Когда я вошла в комнату, называемую у них гостиной, Мерилл сидела на диване и смотрела большой ящик с окошком — телевизор. Звук оттуда гремел так, будто под ухом играл духовой оркестр. Шла пьеса с движущимися картинками. Люди были не настоящими, а странным образом нарисованными. Чувствовалось, они чем-то сильно возбуждены и разозлены. Они постоянно дрались друг с другом, причем очень жестоко, пиная противников ногами. Мерилл не обращала внимания на пьесу, а была поглощена своим альбомом для рисования. На меня она даже не взглянула. И все равно мне надо с ней подружиться. Наш прежний разговор не удался, но я много наблюдала за тем, как отец ведет государственные дела, и поняла: союзники очень важны. А я должна сделать Мерилл своей союзницей.
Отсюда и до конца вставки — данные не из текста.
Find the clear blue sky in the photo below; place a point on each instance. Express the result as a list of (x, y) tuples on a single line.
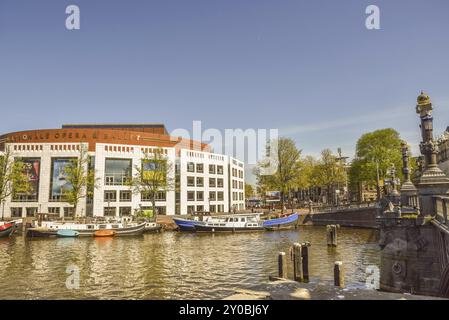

Я осторожно подошла сзади и заглянула через плечо Мерилл. Это был все тот же рисунок, который высмеяла невоспитанная соседская девица, теперь мне представилась возможность внимательно его рассмотреть.
Меня впечатлила живость этой картинки. Море вокруг русалки было нарисовано простым карандашом, но казалось, волны так и плещут вокруг камня. Угри, акулы, осьминоги и прочие обитатели моря, собравшиеся вокруг камня, тоже выглядели совершенно живыми. Но самой живой была русалка. Я поверила, что она — настоящая повелительница над всеми, кто ее окружал, и они выполняют ее приказы.
В замке у меня был учитель рисования — синьор Маратти. Он учил меня рисовать то, что подобает изображать молодым девицам из знатных семей, — натюрморты и пейзажи. Но увы, феи не наделили меня талантом художника.
А Мерилл талантлива. Вначале я хотела лишь вежливо похвалить ее рисунок, но теперь поняла, что похвала вполне заслуженная. Несколькими штрихами она превратила улыбку на губах русалки в язвительную усмешку. Я затаила дыхание. И вот тут-то Мерилл заметила мое присутствие.
— Чего пялишься? — грубо спросила она.
Она торопливо закрыла от меня рисунок, но забыла, что держит карандаш. Грифель процарапал лист, испортив все то, что еще мгновение назад дышало жизнью.
— Видишь? Это все из-за тебя! — крикнула она.